Today’s TIL has a twist ending… so stick around.
Elixir has a shortcut for creating anonymous functions. I’ve always written:
greet = fn name -> "Hello, #{name}!" end
# which can be invoked
greet.("Travis")
# returns
"Hello, Travis!" However; I came across some tricky code with a case statement:
docs = case type do
:billing -> &[billing_act: &1]
:shipping -> &[shipping_act: &1]
end
# invocation
type = :billing
docs.("some customer")
# returns
[billing_act: "some customer"] This was very confusing to me, the fact that the anonymous function was a case form only further obfuscated what was happening. I thought it might be some case magic.

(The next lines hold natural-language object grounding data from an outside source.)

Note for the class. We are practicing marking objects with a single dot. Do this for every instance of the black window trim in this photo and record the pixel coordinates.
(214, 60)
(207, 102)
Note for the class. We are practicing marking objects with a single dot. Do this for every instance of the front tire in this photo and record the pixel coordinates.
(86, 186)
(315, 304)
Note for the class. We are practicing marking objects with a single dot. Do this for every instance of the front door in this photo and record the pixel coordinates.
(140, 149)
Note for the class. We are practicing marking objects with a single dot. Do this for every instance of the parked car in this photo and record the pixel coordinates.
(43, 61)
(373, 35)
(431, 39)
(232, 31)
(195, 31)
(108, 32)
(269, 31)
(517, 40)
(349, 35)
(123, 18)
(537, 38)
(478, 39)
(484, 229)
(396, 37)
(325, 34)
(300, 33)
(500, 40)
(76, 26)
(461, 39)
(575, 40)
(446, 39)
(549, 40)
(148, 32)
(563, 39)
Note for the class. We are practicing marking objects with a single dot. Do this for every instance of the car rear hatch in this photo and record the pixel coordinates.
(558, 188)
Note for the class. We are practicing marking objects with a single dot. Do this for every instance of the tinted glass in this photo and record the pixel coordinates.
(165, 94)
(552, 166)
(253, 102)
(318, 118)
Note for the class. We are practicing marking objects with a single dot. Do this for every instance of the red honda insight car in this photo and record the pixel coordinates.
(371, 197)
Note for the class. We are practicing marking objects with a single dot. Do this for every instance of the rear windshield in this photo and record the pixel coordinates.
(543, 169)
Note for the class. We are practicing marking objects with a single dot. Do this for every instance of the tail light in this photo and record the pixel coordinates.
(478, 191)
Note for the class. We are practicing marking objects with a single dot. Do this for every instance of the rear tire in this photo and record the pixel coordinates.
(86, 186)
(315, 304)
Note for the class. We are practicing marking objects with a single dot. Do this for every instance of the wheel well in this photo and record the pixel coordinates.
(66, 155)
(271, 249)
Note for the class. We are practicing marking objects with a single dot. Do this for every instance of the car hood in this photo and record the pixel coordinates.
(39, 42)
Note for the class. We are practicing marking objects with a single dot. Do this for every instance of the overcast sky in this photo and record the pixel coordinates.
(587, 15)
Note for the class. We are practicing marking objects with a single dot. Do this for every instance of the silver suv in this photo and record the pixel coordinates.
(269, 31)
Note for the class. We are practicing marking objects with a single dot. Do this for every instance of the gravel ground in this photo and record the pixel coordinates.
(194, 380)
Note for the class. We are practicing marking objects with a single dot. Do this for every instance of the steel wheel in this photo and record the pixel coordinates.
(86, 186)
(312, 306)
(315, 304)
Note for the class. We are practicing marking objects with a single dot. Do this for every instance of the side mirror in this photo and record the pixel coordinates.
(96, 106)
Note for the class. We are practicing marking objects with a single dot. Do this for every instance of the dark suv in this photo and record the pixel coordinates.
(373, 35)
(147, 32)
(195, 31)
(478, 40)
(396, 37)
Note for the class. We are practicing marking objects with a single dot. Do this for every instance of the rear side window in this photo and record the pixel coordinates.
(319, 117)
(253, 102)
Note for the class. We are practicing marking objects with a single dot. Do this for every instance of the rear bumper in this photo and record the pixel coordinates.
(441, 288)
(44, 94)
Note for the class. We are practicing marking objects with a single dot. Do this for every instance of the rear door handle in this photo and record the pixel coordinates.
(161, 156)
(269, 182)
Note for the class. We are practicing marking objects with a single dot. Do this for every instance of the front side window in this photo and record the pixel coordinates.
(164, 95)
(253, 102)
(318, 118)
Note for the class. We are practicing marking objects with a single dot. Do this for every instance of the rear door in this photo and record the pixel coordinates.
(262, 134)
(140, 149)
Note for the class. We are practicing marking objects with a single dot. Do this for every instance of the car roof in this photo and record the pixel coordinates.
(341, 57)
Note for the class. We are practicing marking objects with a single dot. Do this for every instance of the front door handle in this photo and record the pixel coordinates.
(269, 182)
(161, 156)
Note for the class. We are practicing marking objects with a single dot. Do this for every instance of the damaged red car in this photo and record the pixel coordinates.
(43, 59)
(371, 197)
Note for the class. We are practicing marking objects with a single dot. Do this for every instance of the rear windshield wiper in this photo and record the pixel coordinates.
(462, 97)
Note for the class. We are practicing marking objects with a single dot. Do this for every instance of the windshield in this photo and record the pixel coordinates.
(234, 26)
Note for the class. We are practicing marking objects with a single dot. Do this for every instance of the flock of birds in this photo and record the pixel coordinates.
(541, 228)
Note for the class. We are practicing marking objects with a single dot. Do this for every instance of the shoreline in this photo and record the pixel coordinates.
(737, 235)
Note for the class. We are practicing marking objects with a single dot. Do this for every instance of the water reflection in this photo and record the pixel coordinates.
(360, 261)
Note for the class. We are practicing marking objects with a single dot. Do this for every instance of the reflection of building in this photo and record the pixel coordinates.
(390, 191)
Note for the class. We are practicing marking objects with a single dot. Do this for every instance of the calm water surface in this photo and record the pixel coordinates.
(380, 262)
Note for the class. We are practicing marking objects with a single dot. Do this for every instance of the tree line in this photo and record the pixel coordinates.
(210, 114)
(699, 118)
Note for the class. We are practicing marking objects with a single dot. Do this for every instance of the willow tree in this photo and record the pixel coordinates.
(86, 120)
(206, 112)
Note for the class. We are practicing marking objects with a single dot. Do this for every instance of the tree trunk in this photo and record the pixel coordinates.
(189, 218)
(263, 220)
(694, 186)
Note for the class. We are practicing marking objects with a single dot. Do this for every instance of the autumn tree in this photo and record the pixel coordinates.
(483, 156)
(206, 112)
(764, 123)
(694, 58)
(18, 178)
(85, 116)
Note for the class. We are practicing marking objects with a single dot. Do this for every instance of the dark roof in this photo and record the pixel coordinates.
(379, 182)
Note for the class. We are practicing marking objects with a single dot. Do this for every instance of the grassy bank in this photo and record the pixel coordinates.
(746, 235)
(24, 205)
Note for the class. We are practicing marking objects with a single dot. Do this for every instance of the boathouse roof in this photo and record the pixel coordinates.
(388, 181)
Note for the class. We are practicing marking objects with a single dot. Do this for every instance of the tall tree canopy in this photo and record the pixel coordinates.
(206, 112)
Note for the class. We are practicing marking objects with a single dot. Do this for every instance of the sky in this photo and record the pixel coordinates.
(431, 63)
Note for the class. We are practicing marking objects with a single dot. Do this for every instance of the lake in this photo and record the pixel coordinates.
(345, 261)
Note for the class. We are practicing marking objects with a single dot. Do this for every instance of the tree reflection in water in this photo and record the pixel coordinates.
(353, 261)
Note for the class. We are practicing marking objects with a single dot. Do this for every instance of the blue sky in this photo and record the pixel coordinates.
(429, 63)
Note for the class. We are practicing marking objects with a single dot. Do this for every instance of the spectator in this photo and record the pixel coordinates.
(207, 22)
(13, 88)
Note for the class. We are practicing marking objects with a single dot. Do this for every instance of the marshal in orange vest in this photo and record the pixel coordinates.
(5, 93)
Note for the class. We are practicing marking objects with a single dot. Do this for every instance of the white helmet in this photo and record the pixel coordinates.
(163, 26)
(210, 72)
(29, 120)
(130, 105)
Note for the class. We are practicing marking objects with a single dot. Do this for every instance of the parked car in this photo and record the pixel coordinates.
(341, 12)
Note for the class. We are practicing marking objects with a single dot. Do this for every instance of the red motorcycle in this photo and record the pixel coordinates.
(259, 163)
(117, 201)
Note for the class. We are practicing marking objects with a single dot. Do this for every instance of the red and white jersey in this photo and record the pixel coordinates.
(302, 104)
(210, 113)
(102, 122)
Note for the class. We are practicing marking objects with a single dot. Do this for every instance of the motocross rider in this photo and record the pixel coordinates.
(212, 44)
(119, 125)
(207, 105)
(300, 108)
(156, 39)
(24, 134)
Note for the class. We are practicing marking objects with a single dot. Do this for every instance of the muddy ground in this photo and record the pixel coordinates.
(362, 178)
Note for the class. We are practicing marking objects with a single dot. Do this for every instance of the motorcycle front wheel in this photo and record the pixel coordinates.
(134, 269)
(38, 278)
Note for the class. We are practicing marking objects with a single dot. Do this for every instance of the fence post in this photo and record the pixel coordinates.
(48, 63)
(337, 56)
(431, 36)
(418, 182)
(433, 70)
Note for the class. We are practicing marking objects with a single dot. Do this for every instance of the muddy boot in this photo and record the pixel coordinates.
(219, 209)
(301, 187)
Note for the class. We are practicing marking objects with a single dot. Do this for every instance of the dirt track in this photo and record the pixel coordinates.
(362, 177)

No. Apparently you can short cut the aforementioned anonymous function declaration:
greet = & "Hello, #{&1}!" You treat this as any other anonymous function. You can even have multi-arity functions:
greet = & "Hello, #{&1} #{&2}!"
# invocation
greet.("Travis", "Fantina")
# returns
"Hello, Travis Fantina!" In my case the case statement could have also been written:
docs = fn customer ->
case type do
:billing -> [billing_act: customer]
:shipping -> [shipping_act: customer]
end
end Plot twist: This is not a TIL, apparently I learned this at least four years ago. That initial case function… the author was me four years ago!